3. Disease involvement Tear lipocalin is decreased in tears in disorders with reduced lacrimal secretion such as Sjogren’s disease and LASIK induced dry eye disease. Tear lipocalin is diminished or absent when lacrimal gland mass is reduced because of surgical removal of the lacrimal gland or in syndromes with congenital absence of the lacrimal gland, congenital alacrima. Tear lipocalin is quite active in removing lipid from abnormal corneal surfaces in dry eye disease as well bullous keratopathy. Lipocalin may also provide a natural defense for fungal infections. The protein binds siderophores that are generated by fungus to compete for iron capture. Fungal siderophores, particularly rhodotorulic acid, have stronger affinity for iron than does lactoferrin but are captured by tear lipocalin and sequestered in macrophages through a lipocalin interacting membrane receptor. Tear lipocalin may also be important in pulmonary diseases. Tear lipocalin is upregulated in patients with cystic fibrosis presumably to scavenge excess lipids in the airways.

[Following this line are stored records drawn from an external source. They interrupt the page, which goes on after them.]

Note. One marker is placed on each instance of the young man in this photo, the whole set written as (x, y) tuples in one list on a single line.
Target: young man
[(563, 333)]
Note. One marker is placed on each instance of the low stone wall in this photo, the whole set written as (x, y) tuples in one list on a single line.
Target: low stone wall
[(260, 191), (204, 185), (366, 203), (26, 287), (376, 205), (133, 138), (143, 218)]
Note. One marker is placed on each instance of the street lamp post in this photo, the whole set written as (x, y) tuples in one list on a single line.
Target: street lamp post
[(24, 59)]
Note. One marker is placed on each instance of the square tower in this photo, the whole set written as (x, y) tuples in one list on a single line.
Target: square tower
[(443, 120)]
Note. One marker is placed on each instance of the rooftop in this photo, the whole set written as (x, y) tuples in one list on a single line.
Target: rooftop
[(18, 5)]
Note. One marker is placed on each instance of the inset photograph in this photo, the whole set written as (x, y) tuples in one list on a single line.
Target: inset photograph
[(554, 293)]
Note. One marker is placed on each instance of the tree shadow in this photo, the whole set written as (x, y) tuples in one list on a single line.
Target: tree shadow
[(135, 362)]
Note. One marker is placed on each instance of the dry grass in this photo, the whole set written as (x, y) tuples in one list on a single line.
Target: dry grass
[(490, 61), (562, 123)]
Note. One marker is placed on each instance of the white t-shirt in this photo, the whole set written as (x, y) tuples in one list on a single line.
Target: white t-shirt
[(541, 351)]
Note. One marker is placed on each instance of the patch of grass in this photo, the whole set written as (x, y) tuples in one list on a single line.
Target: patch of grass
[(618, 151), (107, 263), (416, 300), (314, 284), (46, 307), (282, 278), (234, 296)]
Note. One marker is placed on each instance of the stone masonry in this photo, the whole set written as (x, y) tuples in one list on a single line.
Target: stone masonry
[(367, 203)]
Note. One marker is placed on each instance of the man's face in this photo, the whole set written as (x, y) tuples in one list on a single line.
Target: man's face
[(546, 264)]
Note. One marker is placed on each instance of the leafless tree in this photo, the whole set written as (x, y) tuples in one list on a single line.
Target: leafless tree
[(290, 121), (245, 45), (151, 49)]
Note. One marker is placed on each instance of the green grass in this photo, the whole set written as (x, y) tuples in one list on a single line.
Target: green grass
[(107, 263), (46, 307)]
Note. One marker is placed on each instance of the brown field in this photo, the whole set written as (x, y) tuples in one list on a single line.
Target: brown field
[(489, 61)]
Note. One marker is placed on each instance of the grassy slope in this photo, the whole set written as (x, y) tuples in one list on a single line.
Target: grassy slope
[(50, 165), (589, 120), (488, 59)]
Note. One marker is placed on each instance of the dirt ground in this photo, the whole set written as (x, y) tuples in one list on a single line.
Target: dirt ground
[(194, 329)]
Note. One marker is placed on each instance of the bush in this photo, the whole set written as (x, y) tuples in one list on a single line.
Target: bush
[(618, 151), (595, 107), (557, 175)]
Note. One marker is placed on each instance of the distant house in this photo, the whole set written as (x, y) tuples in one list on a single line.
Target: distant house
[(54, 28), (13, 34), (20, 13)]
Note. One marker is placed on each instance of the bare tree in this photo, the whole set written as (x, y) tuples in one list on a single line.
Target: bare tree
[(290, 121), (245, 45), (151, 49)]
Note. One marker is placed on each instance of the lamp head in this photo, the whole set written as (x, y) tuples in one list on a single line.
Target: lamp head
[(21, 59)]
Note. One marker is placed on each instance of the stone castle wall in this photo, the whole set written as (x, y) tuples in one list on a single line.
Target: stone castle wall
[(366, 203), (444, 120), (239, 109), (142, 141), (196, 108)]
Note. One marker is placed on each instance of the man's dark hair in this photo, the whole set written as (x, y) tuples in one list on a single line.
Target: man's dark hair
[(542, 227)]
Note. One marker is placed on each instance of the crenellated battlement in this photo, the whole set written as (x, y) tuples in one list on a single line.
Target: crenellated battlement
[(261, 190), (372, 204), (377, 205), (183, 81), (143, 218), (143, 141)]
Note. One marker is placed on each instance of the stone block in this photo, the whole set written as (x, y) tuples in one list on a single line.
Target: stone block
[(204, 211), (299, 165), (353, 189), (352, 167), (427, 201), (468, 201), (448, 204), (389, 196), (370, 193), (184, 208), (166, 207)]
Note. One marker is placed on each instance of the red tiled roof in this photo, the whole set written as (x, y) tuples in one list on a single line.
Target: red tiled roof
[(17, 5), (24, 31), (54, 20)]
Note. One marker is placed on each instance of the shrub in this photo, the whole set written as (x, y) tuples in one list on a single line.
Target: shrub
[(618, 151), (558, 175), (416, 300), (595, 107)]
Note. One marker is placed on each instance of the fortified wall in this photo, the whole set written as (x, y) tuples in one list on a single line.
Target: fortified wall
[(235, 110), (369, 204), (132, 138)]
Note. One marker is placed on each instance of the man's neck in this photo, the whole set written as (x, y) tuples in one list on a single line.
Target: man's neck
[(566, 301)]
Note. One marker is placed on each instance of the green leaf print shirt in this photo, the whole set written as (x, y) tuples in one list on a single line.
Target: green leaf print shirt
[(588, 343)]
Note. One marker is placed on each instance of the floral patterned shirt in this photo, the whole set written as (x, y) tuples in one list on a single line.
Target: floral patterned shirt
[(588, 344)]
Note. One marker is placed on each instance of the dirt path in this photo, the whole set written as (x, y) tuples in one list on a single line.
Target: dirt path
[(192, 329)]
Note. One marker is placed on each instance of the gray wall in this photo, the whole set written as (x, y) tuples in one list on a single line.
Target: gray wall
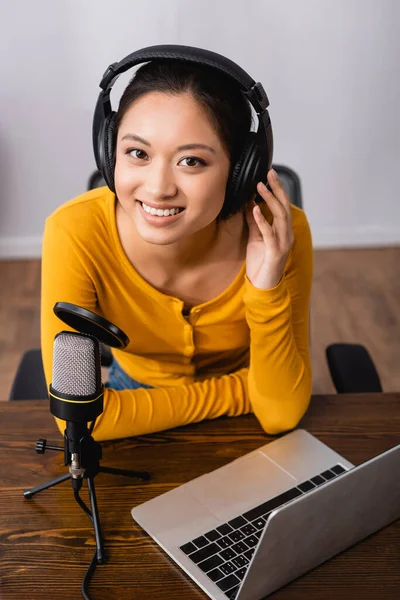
[(330, 68)]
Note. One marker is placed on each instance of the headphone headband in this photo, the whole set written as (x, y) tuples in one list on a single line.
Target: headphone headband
[(254, 90)]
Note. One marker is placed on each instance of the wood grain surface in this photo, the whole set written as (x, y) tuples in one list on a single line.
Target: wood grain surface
[(47, 542)]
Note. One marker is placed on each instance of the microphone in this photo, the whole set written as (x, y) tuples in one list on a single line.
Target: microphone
[(76, 396)]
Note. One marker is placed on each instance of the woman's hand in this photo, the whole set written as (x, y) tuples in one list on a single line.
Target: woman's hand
[(268, 245)]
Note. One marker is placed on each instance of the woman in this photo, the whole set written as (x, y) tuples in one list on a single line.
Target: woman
[(213, 297)]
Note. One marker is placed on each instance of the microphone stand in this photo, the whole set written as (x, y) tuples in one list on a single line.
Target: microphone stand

4. Future studies Tear lipocalin has multiple and specific roles at the cornea and tear film surfaces that need further elucidation. The detailed mechanisms and interactions with other proteins and specific tear film lipids are critical for understanding its functions. The unique structure of flexible loops and capacious calyx make tear lipocalin an archetype for protein engineering to enhance drug binding and delivery. So called anticalins have been developed to utilize the scaffold of β strands of various lipocalins. Combinatorial mutations of the entrance loops alter the conformations to fit a variety of molecules such as digoxin, and fluorescein, useful in clinical in treatments and assays. Tear lipocalin has been modified to bind T cell co-receptor CD4, vascular endothelial growth factor, and interleukin 4 receptor. Potential clinical applications include neoplasms, proliferative retinopathy, and allergic reactions. Duocalins are designed as a fusion protein of two lipocalin derivatives, one to carry ligands and one with target specificity for a receptor. Tear lipocalin also naturally binds to rifampin in tears but releases the drug in a milieu of fatty acids, raising potential for targeted drug delivery to granulomata without structural alteration. Tear lipocalin is an example of a protein where basic knowledge of structure has uncovered functions, generated methodologies applicable for general protein dynamics and created opportunities for genetic manipulation for novel diagnostic and therapeutic interventions covering a wide range of disorders.

Figure 1.

A. Solution structure of tear lipocalin showing the positions of the 4 flexible loops (Gasymov et al. 2001 Biochemistry 40, 14754–14762) is superimposed on the crystal structures of tear lipocalin without the loops (adapted from Breusted et al. 2005 J. Biol Chem 280, 484–493). B. Cartoon structure of tear lipocalin illustrates the positions of the anti-parallel β strands (aqua ribbons), α-helical segments (red ribbons), loops (thin grey segments). The five amino acids with the greatest static quenching constants (indicative of strong ligand binding) for fatty acids are shown in red. Other key amino acid positions are discussed in text (numbered and colored balls). Adapted from solution structure (Gasymov et al., 2001 Biochemistry 40, 14754e14762).